KUALA LUMPUR: The average selling prices (ASP) for gloves are likely to tilt lower as the urgency for gloves subsiding, despite the anticipation of higher prices than pre-pandemic level, according to MIDF Research.
The firm has downgraded the glove sector to neutral as it lacks near-term catalysts.
Its analyst Ng Bei Shan said high vaccination rate implied the urgency for rubber gloves in developed countries might slow down and put further pressure ASP going forward.
"The higher capacity has also contributed to the easing in demand for urgent orders. We expect demand for gloves to remain strong but the dwindling urgent requirement for rubber gloves is likely to tone down high ASPs," Ng said in a report today.
She added that demand for gloves was likely to continue to outstrip supply into 2022 but the tide should turn in 2023.
"Compared to end of 2020, spot ratios for rubber gloves have eased, which means that the urgent orders for rubber gloves might be subsiding," she said.
Ng said glove makers had lower spot allocation compared to one to two quarters ago, adding that some were focusing solely on contractual orders.
Meanwhile, she said pricing for contract orders were softening at a gradual rate as a result of the ever-changing demand and supply dynamic.
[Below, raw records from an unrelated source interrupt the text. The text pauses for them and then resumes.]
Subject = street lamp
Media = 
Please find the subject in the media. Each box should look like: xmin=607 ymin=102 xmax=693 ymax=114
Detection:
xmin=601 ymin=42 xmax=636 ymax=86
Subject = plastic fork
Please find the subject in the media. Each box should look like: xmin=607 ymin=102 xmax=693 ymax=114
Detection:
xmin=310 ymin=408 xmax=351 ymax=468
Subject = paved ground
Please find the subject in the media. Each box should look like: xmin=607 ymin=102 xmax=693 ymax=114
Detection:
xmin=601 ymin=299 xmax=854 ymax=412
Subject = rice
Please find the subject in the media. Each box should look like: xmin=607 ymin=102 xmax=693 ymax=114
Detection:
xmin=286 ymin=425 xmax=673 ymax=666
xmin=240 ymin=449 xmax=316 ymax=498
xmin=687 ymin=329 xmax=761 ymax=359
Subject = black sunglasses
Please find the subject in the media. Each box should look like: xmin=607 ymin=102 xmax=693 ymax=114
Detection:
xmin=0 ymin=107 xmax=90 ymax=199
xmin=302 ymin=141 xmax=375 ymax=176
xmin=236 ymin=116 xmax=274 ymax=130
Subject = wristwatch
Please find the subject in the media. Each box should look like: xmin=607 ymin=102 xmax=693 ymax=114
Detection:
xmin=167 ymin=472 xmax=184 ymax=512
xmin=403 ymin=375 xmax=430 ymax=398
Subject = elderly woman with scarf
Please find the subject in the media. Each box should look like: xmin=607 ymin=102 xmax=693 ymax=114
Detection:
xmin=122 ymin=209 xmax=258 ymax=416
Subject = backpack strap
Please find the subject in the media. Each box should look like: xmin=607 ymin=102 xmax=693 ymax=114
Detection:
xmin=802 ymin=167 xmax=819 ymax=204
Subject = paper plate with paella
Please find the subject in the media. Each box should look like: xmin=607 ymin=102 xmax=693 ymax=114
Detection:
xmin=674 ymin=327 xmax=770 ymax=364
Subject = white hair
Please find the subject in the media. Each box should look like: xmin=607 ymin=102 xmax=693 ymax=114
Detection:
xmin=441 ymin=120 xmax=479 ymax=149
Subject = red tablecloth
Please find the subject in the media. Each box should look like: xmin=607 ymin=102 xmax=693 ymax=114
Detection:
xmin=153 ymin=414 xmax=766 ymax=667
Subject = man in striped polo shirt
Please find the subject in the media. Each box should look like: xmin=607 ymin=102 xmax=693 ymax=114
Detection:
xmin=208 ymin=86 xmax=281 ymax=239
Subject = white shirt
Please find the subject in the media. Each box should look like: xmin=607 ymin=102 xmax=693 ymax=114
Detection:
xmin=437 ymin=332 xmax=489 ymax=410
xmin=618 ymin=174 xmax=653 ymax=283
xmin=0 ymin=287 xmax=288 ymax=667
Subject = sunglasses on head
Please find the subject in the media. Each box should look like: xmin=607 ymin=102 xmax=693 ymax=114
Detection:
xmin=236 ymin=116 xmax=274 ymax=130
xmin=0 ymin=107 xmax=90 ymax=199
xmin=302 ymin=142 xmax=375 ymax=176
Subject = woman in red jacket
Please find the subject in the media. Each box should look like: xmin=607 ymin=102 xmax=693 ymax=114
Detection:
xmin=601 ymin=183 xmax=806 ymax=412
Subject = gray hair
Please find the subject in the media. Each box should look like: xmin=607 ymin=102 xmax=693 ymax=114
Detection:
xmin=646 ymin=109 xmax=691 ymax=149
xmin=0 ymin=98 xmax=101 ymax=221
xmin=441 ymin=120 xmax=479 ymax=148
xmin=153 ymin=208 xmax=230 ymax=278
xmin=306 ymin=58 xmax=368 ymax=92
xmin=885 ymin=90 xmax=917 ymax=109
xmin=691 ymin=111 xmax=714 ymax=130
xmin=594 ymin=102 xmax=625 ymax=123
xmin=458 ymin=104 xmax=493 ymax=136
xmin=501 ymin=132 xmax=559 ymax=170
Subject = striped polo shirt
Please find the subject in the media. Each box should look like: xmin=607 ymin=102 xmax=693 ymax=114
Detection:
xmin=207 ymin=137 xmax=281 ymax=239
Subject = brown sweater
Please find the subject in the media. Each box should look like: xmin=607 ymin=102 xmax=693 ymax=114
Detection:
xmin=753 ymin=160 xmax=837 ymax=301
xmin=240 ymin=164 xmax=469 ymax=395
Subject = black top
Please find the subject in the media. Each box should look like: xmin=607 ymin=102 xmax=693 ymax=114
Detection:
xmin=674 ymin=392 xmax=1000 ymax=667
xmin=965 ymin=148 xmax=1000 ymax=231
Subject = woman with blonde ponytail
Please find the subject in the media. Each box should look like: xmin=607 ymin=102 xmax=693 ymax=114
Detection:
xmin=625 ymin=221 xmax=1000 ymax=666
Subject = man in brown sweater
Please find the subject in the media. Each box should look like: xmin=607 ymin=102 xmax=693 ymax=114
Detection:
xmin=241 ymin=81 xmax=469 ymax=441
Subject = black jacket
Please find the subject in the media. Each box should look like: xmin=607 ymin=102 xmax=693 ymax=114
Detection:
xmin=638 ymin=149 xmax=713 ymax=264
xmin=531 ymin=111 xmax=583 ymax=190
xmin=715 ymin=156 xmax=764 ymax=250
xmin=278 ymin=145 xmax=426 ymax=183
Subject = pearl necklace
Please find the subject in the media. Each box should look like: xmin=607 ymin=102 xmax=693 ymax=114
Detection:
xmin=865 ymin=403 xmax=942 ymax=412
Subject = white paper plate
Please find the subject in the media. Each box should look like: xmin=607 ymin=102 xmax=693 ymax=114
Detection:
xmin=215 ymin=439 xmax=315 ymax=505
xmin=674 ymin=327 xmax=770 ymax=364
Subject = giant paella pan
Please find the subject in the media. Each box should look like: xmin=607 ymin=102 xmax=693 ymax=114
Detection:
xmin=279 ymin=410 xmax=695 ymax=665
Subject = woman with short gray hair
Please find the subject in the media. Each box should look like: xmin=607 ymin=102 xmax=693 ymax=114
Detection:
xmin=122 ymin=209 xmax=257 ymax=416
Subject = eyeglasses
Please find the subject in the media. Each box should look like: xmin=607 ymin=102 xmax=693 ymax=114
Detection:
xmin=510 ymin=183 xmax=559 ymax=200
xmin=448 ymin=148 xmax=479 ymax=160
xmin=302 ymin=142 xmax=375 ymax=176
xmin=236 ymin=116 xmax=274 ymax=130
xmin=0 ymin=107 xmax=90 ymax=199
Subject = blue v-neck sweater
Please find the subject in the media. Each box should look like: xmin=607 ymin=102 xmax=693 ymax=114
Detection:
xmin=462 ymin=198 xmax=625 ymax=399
"One of the factors is buyers adopting a wait-and-see approach as they try to reduce their risk of holding high-price inventory," she said.
She said one of the developments that had shifted the urgent demand for rubber gloves was the improving situation of the pandemic in the developed countries.
"The number of new Covid-19 cases in the United States and the European countries have declined drastically since the peak in the first quarter this year.
"The Covid-19 vaccination programmes in the developed countries continue to accelerate. The United Kingdom has over 60 per cent of its population vaccinated at least once while the US, Italy and Germany has about half of their population receiving at least one Covid- 19 vaccine shot."
Ciing an example, she said ASP in the North American market for nitrile rubber gloves could fetch about US$10 higher compared to other markets.
"The US is known to have the highest consumption per capita at 281 gloves in 2019. The consumption of gloves per capita is followed by UK at 133, Italy at 129, Germany at 120 and Japan at 112."
She said glove makers had ramped up production by about 25 per cent in 2020 to meet the spike in demand for disposable rubber gloves.
"In 2021, companies continue to add in new production lines to churn out more gloves and the estimated new supply, contributed by existing players and new setups, is estimated to increase by more than 30 per cent compared to the previous year."
She cautioned that profit margin might narrow with lower ASP and firmer cost structure, although average prices would still be higher year-on-year.
"Coupled with the weaker ASP trend, we expect profit margin to narrow with rising costs of doing business (higher labour cost)."